Alliance Defending Freedom (representing baker Jack Phillips) argued that:
- Baking wedding cakes makes Phillips an active participant in his customers’ weddings, even though he is not present and is not even invited. Therefore, requiring him to make a wedding cake for a ceremony he opposes on religious grounds forces him to engage in a religious activity in violation of his constitutional right to the free exercise of religion.
- Designing a wedding cake is recognized as a public declaration of the baker’s support for the ceremony. Therefore, anti-discrimination laws compel speech he disagrees with, in violation of his free speech rights.
- More generally, the Religious Right saw this case as a weapon to weaken anti-discrimination laws. Essentially, they argued that merchants have a constitutional right to engage in otherwise illegal discrimination under the Free Exercise Clause as long as they cite their sincere religious beliefs as justification.

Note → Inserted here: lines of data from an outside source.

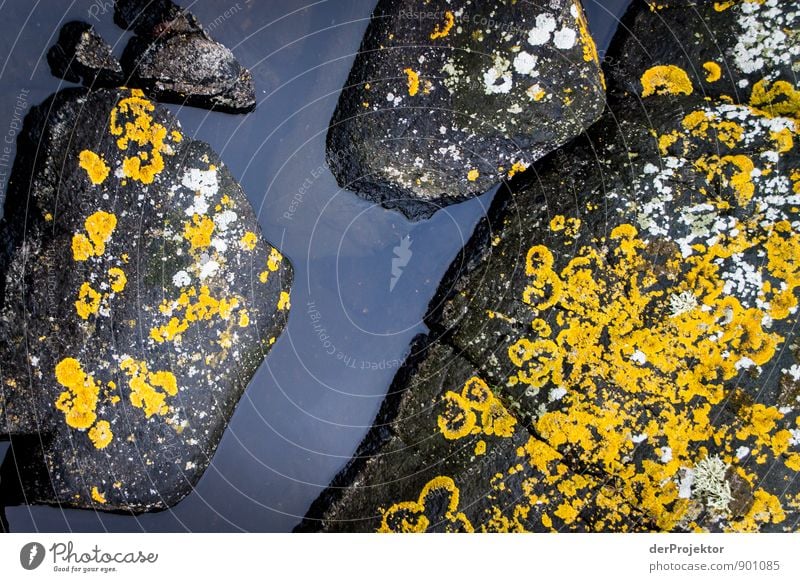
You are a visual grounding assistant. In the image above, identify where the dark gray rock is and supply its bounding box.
[0,89,292,511]
[304,0,800,532]
[327,0,604,220]
[47,21,124,88]
[114,0,256,113]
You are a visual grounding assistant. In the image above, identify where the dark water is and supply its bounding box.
[0,0,629,532]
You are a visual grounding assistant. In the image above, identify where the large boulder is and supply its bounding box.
[327,0,604,220]
[303,0,800,531]
[0,89,292,511]
[114,0,256,113]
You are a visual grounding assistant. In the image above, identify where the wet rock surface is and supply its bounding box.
[0,89,292,511]
[47,21,124,87]
[114,0,256,113]
[327,0,604,220]
[302,0,800,532]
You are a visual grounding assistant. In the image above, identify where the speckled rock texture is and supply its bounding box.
[47,21,124,88]
[327,0,605,220]
[0,89,292,511]
[114,0,256,113]
[301,0,800,532]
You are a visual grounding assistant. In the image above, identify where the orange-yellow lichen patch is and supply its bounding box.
[500,213,800,529]
[437,392,476,440]
[108,267,128,293]
[89,420,114,449]
[78,150,110,185]
[641,65,694,97]
[150,285,243,343]
[72,210,117,261]
[183,214,214,249]
[431,10,456,40]
[239,231,258,251]
[403,67,419,97]
[109,89,173,184]
[92,485,106,504]
[267,248,283,273]
[278,291,292,311]
[703,61,722,83]
[575,2,605,66]
[377,476,474,533]
[730,489,786,533]
[681,110,744,148]
[507,161,528,179]
[750,79,800,120]
[75,282,103,319]
[769,127,794,154]
[437,376,517,440]
[119,357,178,418]
[55,358,100,430]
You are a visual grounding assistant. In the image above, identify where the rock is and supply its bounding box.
[47,21,125,88]
[304,0,800,532]
[114,0,256,113]
[327,0,604,220]
[0,89,292,512]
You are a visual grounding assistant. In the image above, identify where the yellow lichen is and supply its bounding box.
[641,65,693,97]
[239,231,258,251]
[377,476,474,533]
[109,89,172,184]
[750,79,800,120]
[703,61,722,83]
[119,357,178,418]
[72,210,117,261]
[437,376,517,440]
[89,420,114,449]
[55,358,100,430]
[108,267,128,293]
[150,285,244,343]
[278,291,292,311]
[431,10,456,40]
[507,161,528,179]
[403,67,419,97]
[78,150,110,185]
[75,282,103,319]
[92,485,106,504]
[264,248,283,272]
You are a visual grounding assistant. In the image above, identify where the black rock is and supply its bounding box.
[0,89,292,511]
[327,0,604,220]
[47,21,124,88]
[114,0,195,36]
[114,0,256,113]
[303,0,800,532]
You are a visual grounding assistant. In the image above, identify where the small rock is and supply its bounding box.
[114,0,256,113]
[47,21,124,88]
[0,89,292,511]
[327,0,604,220]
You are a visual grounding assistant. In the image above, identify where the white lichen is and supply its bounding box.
[692,455,733,513]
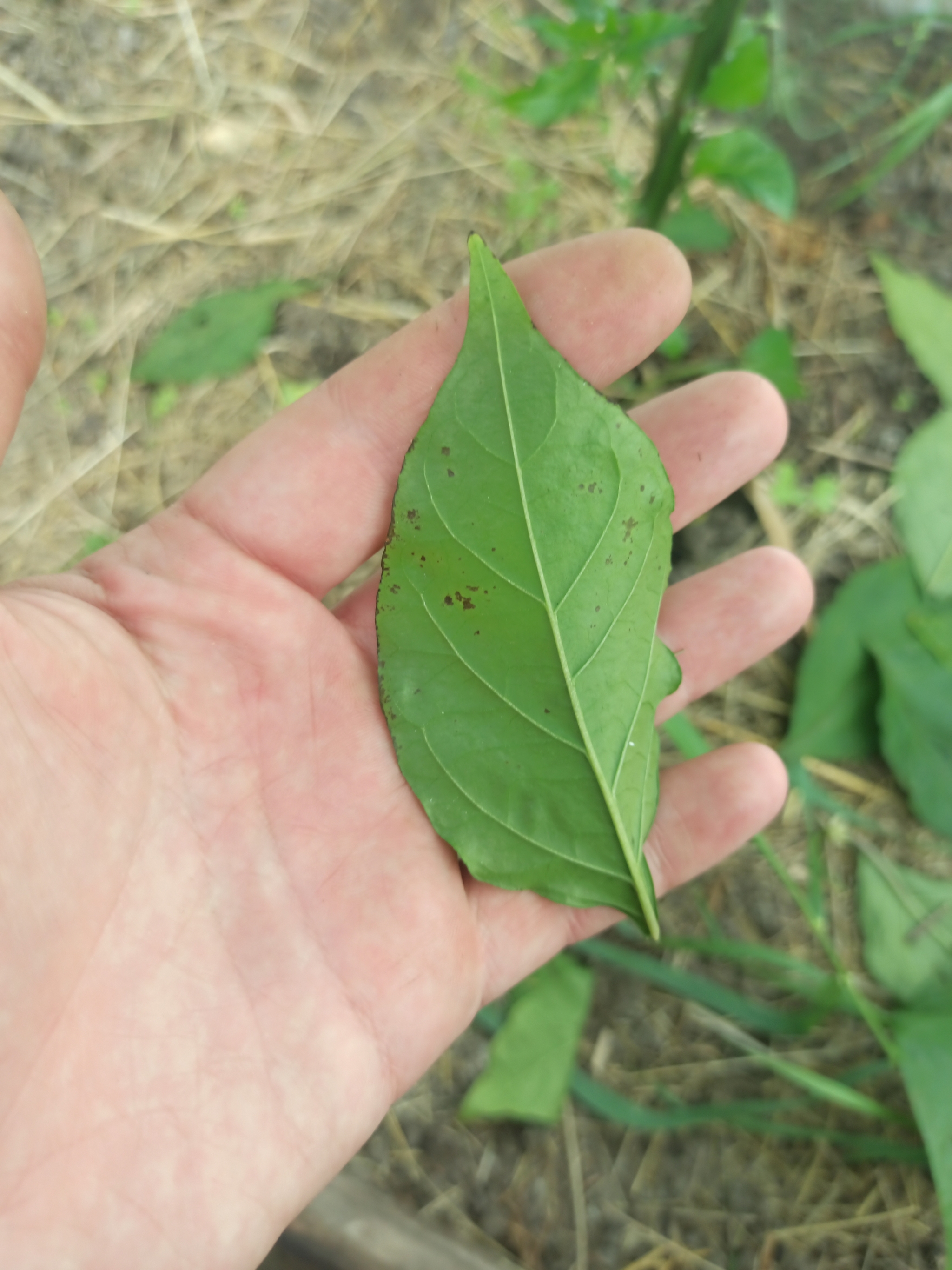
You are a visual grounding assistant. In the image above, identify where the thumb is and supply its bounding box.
[0,185,46,459]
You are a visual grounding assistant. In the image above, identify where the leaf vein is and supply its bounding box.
[420,594,585,754]
[423,728,626,881]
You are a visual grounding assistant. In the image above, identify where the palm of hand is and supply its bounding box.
[0,218,808,1268]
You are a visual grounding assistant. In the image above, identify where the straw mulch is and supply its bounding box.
[0,0,952,1270]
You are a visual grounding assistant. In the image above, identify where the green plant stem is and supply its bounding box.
[637,0,745,229]
[664,714,899,1067]
[753,833,899,1065]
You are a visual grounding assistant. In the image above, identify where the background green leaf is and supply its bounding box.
[780,560,893,761]
[895,1007,952,1232]
[460,954,594,1124]
[693,128,797,219]
[377,235,681,933]
[657,199,734,252]
[871,253,952,405]
[857,852,952,1005]
[740,326,806,401]
[132,278,315,384]
[863,556,952,836]
[906,605,952,671]
[612,9,697,66]
[577,940,818,1035]
[892,409,952,599]
[701,35,771,111]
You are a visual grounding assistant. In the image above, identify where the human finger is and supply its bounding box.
[467,744,787,1002]
[335,547,813,696]
[657,547,813,723]
[0,193,46,475]
[172,230,690,594]
[632,371,787,530]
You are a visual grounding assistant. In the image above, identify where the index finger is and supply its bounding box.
[175,230,690,596]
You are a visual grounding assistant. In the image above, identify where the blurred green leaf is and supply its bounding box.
[148,384,179,423]
[460,954,594,1124]
[895,1004,952,1242]
[64,533,119,569]
[878,574,952,837]
[577,940,816,1035]
[612,9,697,66]
[892,409,952,599]
[657,323,690,362]
[523,17,606,53]
[701,35,771,111]
[657,199,734,252]
[833,84,952,211]
[661,711,711,758]
[857,847,952,1005]
[280,380,321,405]
[132,278,313,384]
[740,326,806,401]
[693,128,797,219]
[810,474,839,516]
[871,253,952,405]
[502,59,599,128]
[771,459,807,507]
[906,605,952,671]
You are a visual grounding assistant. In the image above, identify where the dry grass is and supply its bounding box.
[0,0,952,1270]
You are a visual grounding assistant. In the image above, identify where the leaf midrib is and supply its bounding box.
[481,253,661,938]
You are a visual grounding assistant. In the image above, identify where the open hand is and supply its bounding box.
[0,190,811,1270]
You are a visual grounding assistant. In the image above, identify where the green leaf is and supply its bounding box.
[132,278,313,384]
[657,199,734,252]
[657,323,690,362]
[460,954,594,1124]
[377,235,681,935]
[780,560,893,762]
[740,326,806,401]
[857,850,952,1005]
[895,1006,952,1243]
[892,411,952,599]
[865,558,952,836]
[870,253,952,405]
[502,59,599,128]
[701,35,771,111]
[661,711,711,758]
[906,605,952,671]
[693,128,797,221]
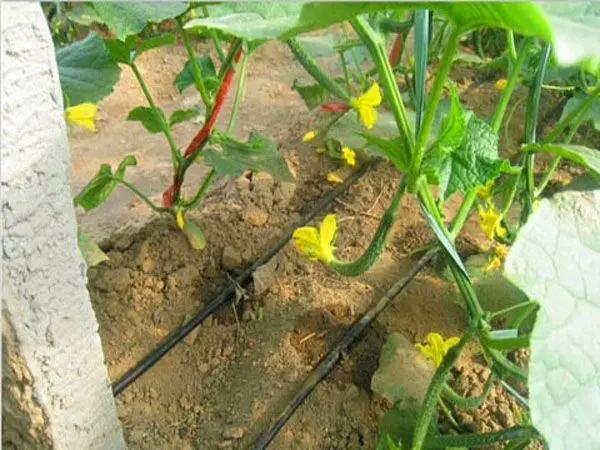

Fortunately, Justice Kennedy’s majority opinion for the 7-2 Court gave them none of that. The five conservatives, joined by Justices Breyer and Kagan, declined to rule on ADF’s expansive arguments, but clearly recognized the impact of the ruling ADF was seeking:
[A]ny decision in favor of the baker would have to be sufficiently constrained, lest all purveyors of goods and services who object to gay marriages for moral and religious reasons in effect be allowed to put up signs saying “no goods or services will be sold if they will be used for gay marriages,” something that would impose a serious stigma on gay persons.
The justices noted that constitutionally protected religious activities and beliefs do not automatically trump anti-discrimination under the Constitution:
The Court’s precedents make clear that the baker, in his capacity as the owner of a business serving the public, might have his right to the free exercise of religion limited by generally applicable laws.
But the Court avoided the general issues by instead focusing on the proceedings in this particular case.
The majority was especially bothered by this statement by a member of the Colorado Civil Rights Commission during administrative consideration of the discrimination complaint:
Freedom of religion and religion has been used to justify all kinds of discrimination throughout history, whether it be slavery, whether it be the holocaust, whether it be—I mean, we—we can list hundreds of situations where freedom of religion has been used to justify discrimination. And to me it is one of the most despicable pieces of rhetoric that people can use to—to use their religion to hurt others.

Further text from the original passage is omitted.